Index: lib/Target/AArch64/AArch64.h
===================================================================
--- lib/Target/AArch64/AArch64.h
+++ lib/Target/AArch64/AArch64.h
@@ -35,6 +35,7 @@
 FunctionPass *createAArch64StorePairSuppressPass();
 FunctionPass *createAArch64ExpandPseudoPass();
 FunctionPass *createAArch64LoadStoreOptimizationPass();
+FunctionPass *createAArch64LoadStoreInterleavePass();
 ModulePass *createAArch64PromoteConstantPass();
 FunctionPass *createAArch64ConditionOptimizerPass();
 FunctionPass *createAArch64AddressTypePromotionPass();
Index: lib/Target/AArch64/AArch64ISelLowering.cpp
===================================================================
--- lib/Target/AArch64/AArch64ISelLowering.cpp
+++ lib/Target/AArch64/AArch64ISelLowering.cpp
@@ -464,8 +464,16 @@
   setTargetDAGCombine(ISD::INSERT_VECTOR_ELT);
 
   MaxStoresPerMemset = MaxStoresPerMemsetOptSize = 8;
-  MaxStoresPerMemcpy = MaxStoresPerMemcpyOptSize = 4;
   MaxStoresPerMemmove = MaxStoresPerMemmoveOptSize = 4;
+  if (Subtarget->isCyclone()) {
+    MaxStoresPerMemcpy = MaxStoresPerMemcpyOptSize = 4;
+  } else {
+    // It's optimal to use 64-bit registers with load/store pair instructions for
+    // memcpy() inlining, rather than doing the same with regular load/store
+    // instructions operating on 128-bit registers.  Allow twice as big
+    // instructions af for memmove().
+    MaxStoresPerMemcpy = MaxStoresPerMemcpyOptSize = 8;
+  }
 
   setStackPointerRegisterToSaveRestore(AArch64::SP);
 
@@ -6604,17 +6612,24 @@
                                                bool ZeroMemset,
                                                bool MemcpyStrSrc,
                                                MachineFunction &MF) const {
-  // Don't use AdvSIMD to implement 16-byte memset.
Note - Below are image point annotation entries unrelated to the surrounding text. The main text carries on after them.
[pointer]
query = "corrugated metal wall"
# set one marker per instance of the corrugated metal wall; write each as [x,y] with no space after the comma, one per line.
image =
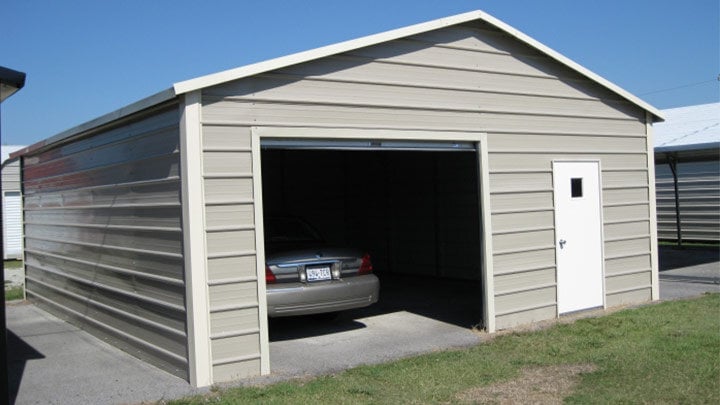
[462,78]
[104,236]
[699,192]
[12,210]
It would have taken one
-  // instruction to materialize the v2i64 zero and one store (with restrictive
-  // addressing mode). Just do two i64 store of zero-registers.
-  bool Fast;
-  const Function *F = MF.getFunction();
-  if (Subtarget->hasFPARMv8() && !IsMemset && Size >= 16 &&
-      !F->getAttributes().hasAttribute(AttributeSet::FunctionIndex,
-                                       Attribute::NoImplicitFloat) &&
-      (memOpAlign(SrcAlign, DstAlign, 16) ||
-       (allowsMisalignedMemoryAccesses(MVT::f128, 0, 1, &Fast) && Fast)))
-    return MVT::f128;
+  // In general it's optimal to use 64-bit registers with load/store pair
+  // instructions for memcpy() inlining, rather than doing the same with regular
+  // load/store instructions operating on 128-bit registers. Do not use 128-bit
+  // types.
+
+  if (Subtarget->isCyclone()) {
+    // Don't use AdvSIMD to implement 16-byte memset. It would have taken one
+    // instruction to materialize the v2i64 zero and one store (with restrictive
+    // addressing mode). Just do two i64 store of zero-registers.
+    bool Fast;
+    const Function *F = MF.getFunction();
+    if (Subtarget->hasFPARMv8() && !IsMemset && Size >= 16 &&
+        !F->getAttributes().hasAttribute(AttributeSet::FunctionIndex,
+                                         Attribute::NoImplicitFloat) &&
+        (memOpAlign(SrcAlign, DstAlign, 16) ||
+         (allowsMisalignedMemoryAccesses(MVT::f128, 0, 1, &Fast) && Fast)))
+      return MVT::f128;
+  }
 
   return Size >= 8 ? MVT::i64 : MVT::i32;
 }
Index: lib/Target/AArch64/AArch64LoadStoreInterleave.cpp
===================================================================
--- /dev/null
+++ lib/Target/AArch64/AArch64LoadStoreInterleave.cpp
@@ -0,0 +1,346 @@
+//=- AArch64LoadStoreInterleave.cpp - Optimize Load/Store pairs for AArch64 -=//
+//
+//                     The LLVM Compiler Infrastructure
+//
+// This file is distributed under the University of Illinois Open Source
+// License. See LICENSE.TXT for details.
+//
+//===----------------------------------------------------------------------===//
+//
+// This pass reorders load/store pair instructions to achieve better
+// performance.  Preferred sequence of operations is as follows:
+//
+// * [1]: load pair of 64-bit registers
+// * [1]: store pair of 64-bit registers
+// * [2]: load pair of 64-bit registers
+// * [2]: store pair of 64-bit registers
+// * ...
+//
+// Example of transformation:
+//
+//              Before:                      After:
+//
+//              1. <load1>                   1. <something1>
+//              2. <something1>              2. <something2>
+//              3. <store1>                  3. <load1>
+//              4. <something2>              4. <store1>
+//              5. <load2>                   5. <load2>
+//              6. <store2>                  6. <store2>
+//              7. <something3>              7. <something3>
+//
+//===----------------------------------------------------------------------===//
+
+#include "AArch64.h"
+#include "AArch64InstrInfo.h"
+#include "llvm/ADT/SmallVector.h"
+#include "llvm/ADT/Statistic.h"
+#include "llvm/CodeGen/MachineFunction.h"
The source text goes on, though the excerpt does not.